居住者だった外国人が母国への帰国などにより非居住者になる時点は、①住所・居所を国外に移すために出国する日の翌日、②国内に住所がないとみなされる事由が発生した日の翌日、のいずれかです。反対に非居住者が居住者に切り替わる時点は入国日が原則で、183日以上の滞在が明らかに予定されている場合は入国日から居住者として扱われます。

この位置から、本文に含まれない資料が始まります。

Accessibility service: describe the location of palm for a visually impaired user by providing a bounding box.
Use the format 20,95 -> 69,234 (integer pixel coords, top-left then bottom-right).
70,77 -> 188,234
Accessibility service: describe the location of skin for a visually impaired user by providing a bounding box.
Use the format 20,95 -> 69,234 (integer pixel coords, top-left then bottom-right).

身分によって課税の範囲そのものが変わります。居住者は国内外のすべての所得(全世界所得)について総合課税されますが、非居住者は国内源泉所得についてのみ納税義務があり、国内事業場や不動産所得がなければ、所得の種類ごとに源泉徴収のみで納税義務が完結する分離課税が適用されます。
身分が切り替わる際に確認すること
出国日(正確には出国日の翌日)を正確に記録しておく
切り替え年の所得を、居住者期間分と非居住者期間分に分けて計算する
居住者期間中に発生した国外源泉所得も申告対象になるか確認する
非居住者に切り替わった後も国内の不動産・利子所得が残っている場合は、源泉徴収方式を再確認する
総合課税と分離課税、混同しないように
居住者は利子・配当・不動産賃貸・事業・給与・年金・その他所得を合算して総合課税されますが、利子・配当の合計が年2,000万ウォン未満、その他所得が年300万ウォン未満であれば分離課税を選択できます。非居住者は国内事業場や不動産所得があればその所得を総合課税し、なければ所得ごとに分離課税されます。